Но ему и лежачему, к сожалению, досталось немало. К концу нашего разговора забежал на мой огонек Тихон Николаевич Колокольников. Я стал свидетелем мимолетного, но очень, очень важного для нынешнего состояния моей души разговора.
Встретились два человека, непримиримых друг к другу. И один, и другой мгновение колебались: как поступить? Вышли из щекотливого положения, по-моему, с честью. Протянули руки, поздоровались. Забыли о том, что было между ними. Или сделали вид, что забыли. И это хорошо. Самое худшее в отношениях между людьми неглупыми да еще не последними в ряду лучших — обида. Выяснить отношения, то есть самому высказаться до конца и терпеливо выслушать другого, — вот верный способ восстановить нормальное общение. Мне показалось, что именно на этот путь решили встать Колокольников и Булатов. Но я ошибся.
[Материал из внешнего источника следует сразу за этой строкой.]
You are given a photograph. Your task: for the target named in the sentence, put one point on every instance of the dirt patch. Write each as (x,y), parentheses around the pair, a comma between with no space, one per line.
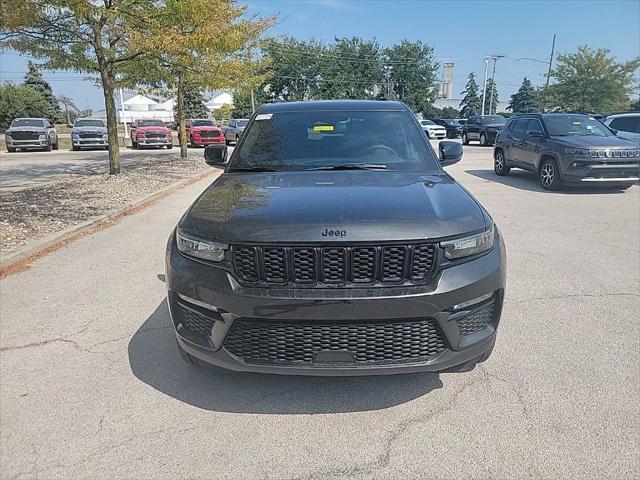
(31,214)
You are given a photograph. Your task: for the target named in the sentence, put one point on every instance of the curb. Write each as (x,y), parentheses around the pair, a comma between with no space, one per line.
(23,257)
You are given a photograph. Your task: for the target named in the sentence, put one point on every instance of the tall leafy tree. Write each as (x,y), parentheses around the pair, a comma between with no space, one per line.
(81,35)
(20,101)
(194,106)
(592,80)
(34,78)
(413,73)
(491,106)
(524,100)
(196,42)
(471,102)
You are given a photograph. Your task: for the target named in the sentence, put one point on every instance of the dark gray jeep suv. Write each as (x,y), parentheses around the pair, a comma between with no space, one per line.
(566,149)
(335,244)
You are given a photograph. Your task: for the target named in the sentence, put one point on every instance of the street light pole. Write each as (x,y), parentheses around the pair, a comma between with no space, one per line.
(484,88)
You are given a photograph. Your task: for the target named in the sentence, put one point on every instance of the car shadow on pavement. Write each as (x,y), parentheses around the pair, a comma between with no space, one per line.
(529,181)
(155,360)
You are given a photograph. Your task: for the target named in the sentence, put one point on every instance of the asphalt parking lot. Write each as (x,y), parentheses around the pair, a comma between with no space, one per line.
(93,386)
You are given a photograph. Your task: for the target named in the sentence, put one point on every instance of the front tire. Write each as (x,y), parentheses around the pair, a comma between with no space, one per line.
(549,175)
(500,166)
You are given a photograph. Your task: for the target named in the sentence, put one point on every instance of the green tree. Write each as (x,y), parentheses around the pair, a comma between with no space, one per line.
(491,105)
(33,78)
(524,100)
(80,35)
(471,103)
(20,101)
(205,43)
(593,81)
(413,73)
(194,106)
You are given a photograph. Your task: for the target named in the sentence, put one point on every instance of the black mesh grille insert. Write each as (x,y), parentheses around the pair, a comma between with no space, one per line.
(245,262)
(347,266)
(477,320)
(422,261)
(333,265)
(196,322)
(393,263)
(392,341)
(275,265)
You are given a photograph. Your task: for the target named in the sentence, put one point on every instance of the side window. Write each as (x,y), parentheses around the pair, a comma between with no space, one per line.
(626,124)
(534,125)
(518,126)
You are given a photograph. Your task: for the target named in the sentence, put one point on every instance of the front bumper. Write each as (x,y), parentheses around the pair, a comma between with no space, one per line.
(189,280)
(154,141)
(580,172)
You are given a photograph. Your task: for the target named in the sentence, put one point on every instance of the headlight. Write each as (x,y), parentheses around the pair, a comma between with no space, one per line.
(467,246)
(576,151)
(205,250)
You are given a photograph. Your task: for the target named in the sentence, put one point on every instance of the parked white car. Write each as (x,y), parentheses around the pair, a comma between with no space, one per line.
(432,130)
(627,125)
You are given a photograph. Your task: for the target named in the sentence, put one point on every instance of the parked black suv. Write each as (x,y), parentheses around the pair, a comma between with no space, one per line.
(567,149)
(335,244)
(483,128)
(454,128)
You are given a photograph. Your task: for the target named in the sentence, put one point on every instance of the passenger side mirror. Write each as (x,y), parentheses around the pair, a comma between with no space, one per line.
(450,153)
(215,155)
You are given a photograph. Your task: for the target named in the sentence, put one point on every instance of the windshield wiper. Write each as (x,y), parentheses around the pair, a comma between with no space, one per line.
(351,166)
(253,169)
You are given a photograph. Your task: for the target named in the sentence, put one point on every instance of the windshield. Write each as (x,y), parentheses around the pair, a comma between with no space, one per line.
(575,126)
(150,123)
(317,139)
(203,123)
(27,122)
(89,123)
(494,120)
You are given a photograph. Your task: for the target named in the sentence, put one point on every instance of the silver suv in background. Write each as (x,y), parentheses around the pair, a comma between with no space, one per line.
(566,149)
(31,133)
(625,125)
(89,133)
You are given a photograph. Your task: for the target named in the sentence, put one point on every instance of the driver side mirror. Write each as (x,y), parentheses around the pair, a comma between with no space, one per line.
(450,153)
(215,155)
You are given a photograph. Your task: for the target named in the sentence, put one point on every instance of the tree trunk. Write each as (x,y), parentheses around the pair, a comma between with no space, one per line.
(107,76)
(182,129)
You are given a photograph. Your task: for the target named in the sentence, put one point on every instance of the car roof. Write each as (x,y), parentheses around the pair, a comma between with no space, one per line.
(335,105)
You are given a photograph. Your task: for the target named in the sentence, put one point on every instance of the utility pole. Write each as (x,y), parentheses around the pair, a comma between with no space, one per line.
(493,83)
(484,87)
(124,120)
(546,87)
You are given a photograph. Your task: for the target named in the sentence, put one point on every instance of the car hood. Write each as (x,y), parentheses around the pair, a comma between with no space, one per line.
(153,129)
(26,129)
(89,129)
(292,207)
(590,141)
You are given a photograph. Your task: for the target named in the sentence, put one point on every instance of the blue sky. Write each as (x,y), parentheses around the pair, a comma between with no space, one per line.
(460,31)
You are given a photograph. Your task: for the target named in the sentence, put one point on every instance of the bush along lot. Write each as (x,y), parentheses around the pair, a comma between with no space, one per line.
(31,214)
— Ну как твоя курортная жизнь, Тихон Николаевич? — спросил Булатов.
— Курорт есть курорт. А как ты директорствуешь?
— По-прежнему…
Надо бы им теперь себе на благо разбежаться в разные стороны. Но они стояли и бесстрашно смотрели друг на друга. Дуэлянты! Колокольников вдруг обратил внимание на маленькую геройскую звездочку, приколотую к лацкану директорского пиджака.
— Красивая штука, — сказал он. — Блестит, как новенькая. Можно потрогать?
Булатов почему-то смутился. И даже чуть отступил на шаг.
— А зачем? У тебя у самого имеется такая же…
— Есть. Но моя не похожа на твою.
И Колокольников уже без доброго согласия Булатова не только потрогал звездочку, но и взвесил на ладони и осмотрел оборотную сторону. Так был стремителен и настойчив, что Булатов не успел или постеснялся оказать сопротивление.
— А ведь она ненастоящая, — сказал Колокольников. — Самодельная. Из консервной жести сварганена. Сусально позолочена.
— Ты прекрасно знаешь, что у меня есть настоящая.
— Знаю. Но почему ты ее, настоящую, не носишь?
— Цепляешься золотыми лучами даже за округлые выступы. Боюсь потерять. Дубликат не выдадут…
Колокольников, ни секунды не раздумывая, отпарировал:
— Ты ее, настоящую-то, уже давно потерял. И сам этого, бедолага, не заметил!